The music video for Beck’s song Heart Is A Drum opens with a sketchy image of a person on a road. We then see the singer by a house, he seem to be both on the inside and outside, looking in the window from the garden and looking out the window from the other side. This reminds me of Margitte’s painting In Praise of Dialectics which is meant to show that the inside of a house is always connected with the outside, like with anything else: philosophy, concepts, literature and so on.
After this the video depicts various and shifting images: a boy on a road, Beck and a man walking next to him, the shadow of Beck on a wall, the boy from the road by the house (also both inside and outside, when on the inside flipping a curtain up and down on the window), at this point the lyrics of the song has come to the lines about time: “Your Heart is a drum keeping time with everyone”. The line right before also has connotations to the concept of time: “You’ve lost your tongue when you fall from the pendulum”. We also find hints to this in the video: a silhouette of something that looks like a clock, one of these old tall ones, standing on the floor. And then Beck leaves the house, he’s spotted some strange creatures dressed up like in clothes and helmets looking like a crossing of astronauts and beekeepers.
I took the title for this post from a book entitled Romanticism Against The Tide of Modernity.
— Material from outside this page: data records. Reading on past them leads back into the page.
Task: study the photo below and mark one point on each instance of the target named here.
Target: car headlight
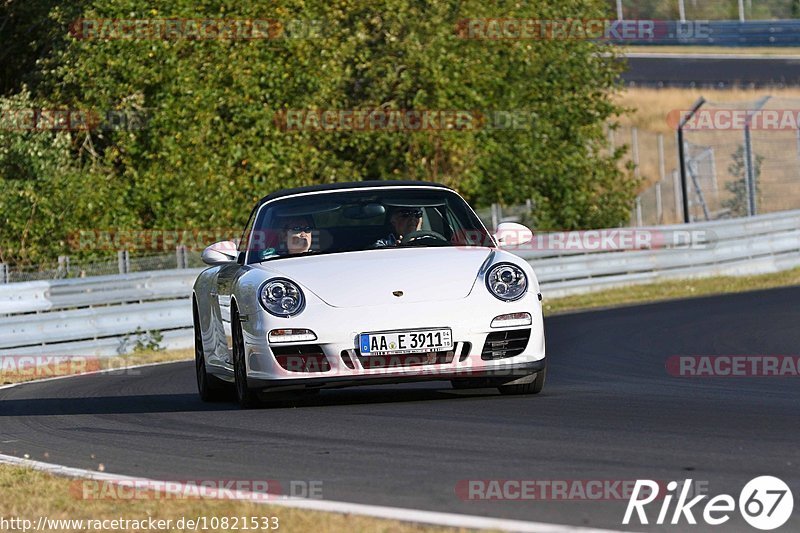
(281, 297)
(507, 282)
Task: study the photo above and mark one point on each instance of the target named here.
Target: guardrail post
(182, 256)
(639, 211)
(635, 152)
(750, 176)
(659, 207)
(124, 261)
(687, 216)
(63, 266)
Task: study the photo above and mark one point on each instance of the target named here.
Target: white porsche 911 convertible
(362, 283)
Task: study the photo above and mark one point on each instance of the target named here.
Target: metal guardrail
(97, 316)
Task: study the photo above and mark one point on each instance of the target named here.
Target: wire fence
(67, 268)
(741, 159)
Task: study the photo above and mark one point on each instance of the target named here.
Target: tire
(245, 396)
(534, 387)
(210, 388)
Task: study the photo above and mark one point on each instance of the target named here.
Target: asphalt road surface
(610, 411)
(656, 70)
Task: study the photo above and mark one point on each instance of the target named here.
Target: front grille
(502, 344)
(405, 360)
(302, 358)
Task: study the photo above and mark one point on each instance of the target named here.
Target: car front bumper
(337, 330)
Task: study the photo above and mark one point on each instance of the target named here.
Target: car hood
(372, 277)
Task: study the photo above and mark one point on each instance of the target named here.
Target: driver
(297, 232)
(404, 220)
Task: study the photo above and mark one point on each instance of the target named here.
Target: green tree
(737, 202)
(210, 147)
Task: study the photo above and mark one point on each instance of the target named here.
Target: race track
(610, 411)
(711, 70)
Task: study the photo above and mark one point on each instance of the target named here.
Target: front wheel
(245, 396)
(210, 388)
(533, 387)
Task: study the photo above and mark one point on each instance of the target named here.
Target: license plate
(408, 341)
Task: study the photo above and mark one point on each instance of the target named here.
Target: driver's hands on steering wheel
(420, 235)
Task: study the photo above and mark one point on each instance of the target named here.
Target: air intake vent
(303, 358)
(502, 344)
(372, 362)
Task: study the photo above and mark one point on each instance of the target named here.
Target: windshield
(365, 219)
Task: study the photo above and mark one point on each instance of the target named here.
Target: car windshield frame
(471, 233)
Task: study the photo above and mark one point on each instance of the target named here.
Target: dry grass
(670, 290)
(648, 110)
(27, 370)
(649, 107)
(29, 494)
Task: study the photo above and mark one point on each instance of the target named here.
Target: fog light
(291, 335)
(512, 319)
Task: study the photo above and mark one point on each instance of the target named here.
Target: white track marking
(376, 511)
(93, 372)
(667, 55)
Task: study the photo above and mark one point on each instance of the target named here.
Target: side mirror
(220, 253)
(510, 234)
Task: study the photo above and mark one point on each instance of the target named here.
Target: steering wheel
(421, 236)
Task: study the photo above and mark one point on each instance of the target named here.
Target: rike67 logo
(765, 503)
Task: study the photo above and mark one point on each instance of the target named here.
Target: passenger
(404, 220)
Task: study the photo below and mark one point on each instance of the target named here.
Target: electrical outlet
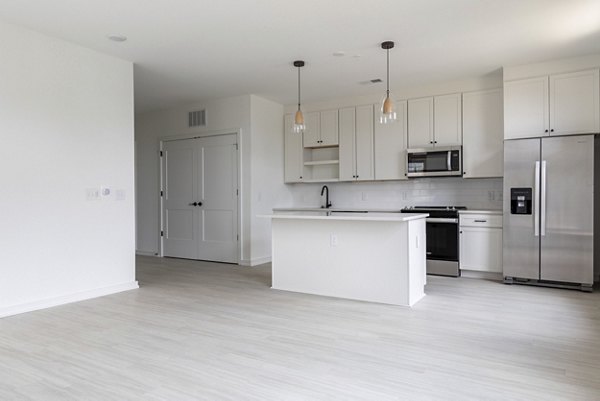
(92, 194)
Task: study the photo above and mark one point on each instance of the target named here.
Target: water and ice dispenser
(520, 200)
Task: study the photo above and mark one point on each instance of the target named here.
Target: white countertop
(333, 209)
(473, 211)
(371, 216)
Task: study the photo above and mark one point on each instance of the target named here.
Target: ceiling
(192, 50)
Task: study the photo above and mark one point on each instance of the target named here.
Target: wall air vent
(197, 118)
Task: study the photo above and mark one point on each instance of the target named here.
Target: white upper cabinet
(356, 143)
(364, 143)
(435, 121)
(420, 123)
(293, 151)
(561, 104)
(447, 120)
(347, 143)
(526, 108)
(321, 129)
(390, 146)
(329, 127)
(574, 107)
(312, 131)
(483, 134)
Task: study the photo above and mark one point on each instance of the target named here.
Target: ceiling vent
(197, 118)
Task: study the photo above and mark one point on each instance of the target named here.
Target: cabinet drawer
(481, 220)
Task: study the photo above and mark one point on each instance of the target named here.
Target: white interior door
(200, 203)
(180, 216)
(217, 182)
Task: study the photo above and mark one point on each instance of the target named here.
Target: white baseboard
(255, 261)
(146, 253)
(66, 299)
(481, 275)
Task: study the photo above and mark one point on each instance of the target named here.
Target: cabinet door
(364, 143)
(347, 144)
(390, 146)
(526, 112)
(293, 151)
(574, 107)
(312, 132)
(447, 120)
(483, 134)
(481, 249)
(420, 123)
(329, 127)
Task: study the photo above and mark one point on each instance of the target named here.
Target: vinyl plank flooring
(208, 331)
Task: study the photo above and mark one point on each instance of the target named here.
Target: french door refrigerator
(548, 235)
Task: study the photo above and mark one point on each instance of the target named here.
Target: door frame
(161, 141)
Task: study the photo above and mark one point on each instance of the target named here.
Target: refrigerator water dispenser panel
(520, 200)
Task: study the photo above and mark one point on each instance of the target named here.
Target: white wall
(66, 124)
(268, 189)
(260, 124)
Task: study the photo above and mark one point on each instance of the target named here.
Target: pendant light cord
(388, 73)
(298, 88)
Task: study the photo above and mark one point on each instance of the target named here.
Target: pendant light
(388, 108)
(299, 118)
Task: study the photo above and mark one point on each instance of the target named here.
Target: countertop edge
(391, 217)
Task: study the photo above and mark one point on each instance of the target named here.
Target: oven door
(431, 163)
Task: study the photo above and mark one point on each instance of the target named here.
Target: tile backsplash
(455, 191)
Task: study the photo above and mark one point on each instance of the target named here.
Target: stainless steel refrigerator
(548, 235)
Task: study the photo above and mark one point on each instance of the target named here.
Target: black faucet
(327, 203)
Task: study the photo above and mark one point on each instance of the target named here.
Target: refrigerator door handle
(536, 201)
(543, 206)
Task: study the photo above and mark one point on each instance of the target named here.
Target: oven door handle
(440, 220)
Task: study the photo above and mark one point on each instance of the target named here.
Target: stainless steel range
(442, 238)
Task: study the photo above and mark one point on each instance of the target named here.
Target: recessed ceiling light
(117, 38)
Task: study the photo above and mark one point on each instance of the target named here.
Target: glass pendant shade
(388, 110)
(299, 122)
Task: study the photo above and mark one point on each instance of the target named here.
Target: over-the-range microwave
(437, 162)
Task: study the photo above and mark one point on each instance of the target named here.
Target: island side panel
(417, 260)
(363, 260)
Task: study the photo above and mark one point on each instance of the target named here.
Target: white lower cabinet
(481, 242)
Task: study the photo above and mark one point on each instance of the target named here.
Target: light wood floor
(207, 331)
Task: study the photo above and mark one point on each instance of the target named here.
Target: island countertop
(350, 216)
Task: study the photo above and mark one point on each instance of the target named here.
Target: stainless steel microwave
(437, 162)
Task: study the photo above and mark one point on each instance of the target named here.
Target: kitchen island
(377, 257)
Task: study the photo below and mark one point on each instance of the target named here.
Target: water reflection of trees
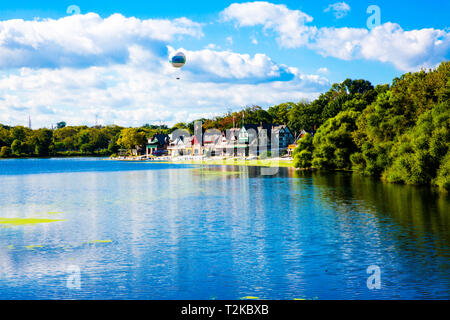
(422, 212)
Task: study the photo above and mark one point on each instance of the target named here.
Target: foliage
(333, 143)
(303, 152)
(400, 132)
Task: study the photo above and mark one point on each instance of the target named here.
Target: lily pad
(25, 221)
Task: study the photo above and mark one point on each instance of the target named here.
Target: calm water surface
(166, 231)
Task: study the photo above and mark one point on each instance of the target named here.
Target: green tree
(303, 153)
(130, 138)
(333, 142)
(60, 125)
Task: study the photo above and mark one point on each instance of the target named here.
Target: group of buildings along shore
(249, 141)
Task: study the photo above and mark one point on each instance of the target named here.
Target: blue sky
(79, 67)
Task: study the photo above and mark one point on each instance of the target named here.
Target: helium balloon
(178, 60)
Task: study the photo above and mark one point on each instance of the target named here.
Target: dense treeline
(400, 133)
(71, 141)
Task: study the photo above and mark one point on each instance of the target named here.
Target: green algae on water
(99, 241)
(250, 298)
(25, 221)
(32, 247)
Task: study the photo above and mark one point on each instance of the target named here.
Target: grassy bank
(237, 162)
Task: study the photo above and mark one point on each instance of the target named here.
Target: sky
(107, 62)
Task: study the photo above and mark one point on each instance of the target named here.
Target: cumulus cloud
(132, 95)
(339, 9)
(86, 40)
(406, 50)
(288, 24)
(222, 66)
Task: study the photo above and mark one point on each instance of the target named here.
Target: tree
(5, 152)
(303, 153)
(333, 142)
(42, 142)
(130, 138)
(280, 113)
(60, 125)
(17, 147)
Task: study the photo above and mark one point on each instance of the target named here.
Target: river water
(97, 229)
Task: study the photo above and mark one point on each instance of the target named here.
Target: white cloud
(389, 43)
(86, 40)
(339, 9)
(226, 66)
(288, 24)
(133, 95)
(406, 50)
(323, 70)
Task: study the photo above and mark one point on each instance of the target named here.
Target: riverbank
(270, 162)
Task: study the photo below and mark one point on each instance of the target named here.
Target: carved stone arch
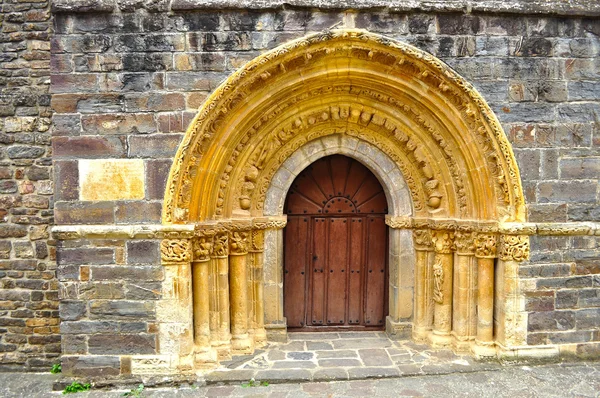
(446, 165)
(412, 90)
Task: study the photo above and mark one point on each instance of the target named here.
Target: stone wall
(29, 321)
(126, 85)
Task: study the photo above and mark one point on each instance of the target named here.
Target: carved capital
(257, 240)
(238, 243)
(422, 239)
(514, 247)
(438, 280)
(464, 242)
(485, 246)
(175, 250)
(220, 247)
(398, 222)
(443, 241)
(202, 248)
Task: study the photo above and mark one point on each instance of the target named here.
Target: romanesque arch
(402, 110)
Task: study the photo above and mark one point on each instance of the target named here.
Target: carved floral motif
(202, 248)
(514, 247)
(220, 245)
(422, 238)
(464, 242)
(175, 250)
(238, 243)
(443, 241)
(485, 246)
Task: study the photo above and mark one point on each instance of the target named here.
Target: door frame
(309, 279)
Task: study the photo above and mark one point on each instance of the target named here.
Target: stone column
(238, 294)
(258, 322)
(464, 296)
(219, 257)
(174, 310)
(511, 322)
(205, 355)
(423, 300)
(485, 251)
(442, 288)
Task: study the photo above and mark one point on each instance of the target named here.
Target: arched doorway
(335, 250)
(420, 127)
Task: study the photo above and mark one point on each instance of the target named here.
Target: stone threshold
(324, 357)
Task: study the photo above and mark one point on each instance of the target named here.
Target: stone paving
(544, 381)
(343, 356)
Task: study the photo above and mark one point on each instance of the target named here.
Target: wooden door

There Michael Löwy and Robert Sayre writes about the romantic tradition in literature, art, protest movements and so on, claiming it’s not limited to a style of writing or painting, but a way of thought. Following the line of Marx they claim that romanticism always since the rise of capitalism has been here as it’s shadow, a criticism and force against it’s domination on modern life. Romanticism claims that something has been lost, but exactly what? Löwy and Sayre asks, and answers also: We have to look at it’s values to circle in that. These values are among other things community and the individual value of each human being (but not like capitalistic individualism which tells everyone that they can be superstars and by that gives broadcasting companies and advertisers lots of money on talent shows and things like that). In a podcast I just listened to Beck talks about the value of old folk songs and the way of thinking about music in the folk scene. He highlights the camaraderie among musicians and underlining it’s importance in creating new music. He talks about Record Club and Newport. All this are factors that places him in the romantic tradition I sketched up over here.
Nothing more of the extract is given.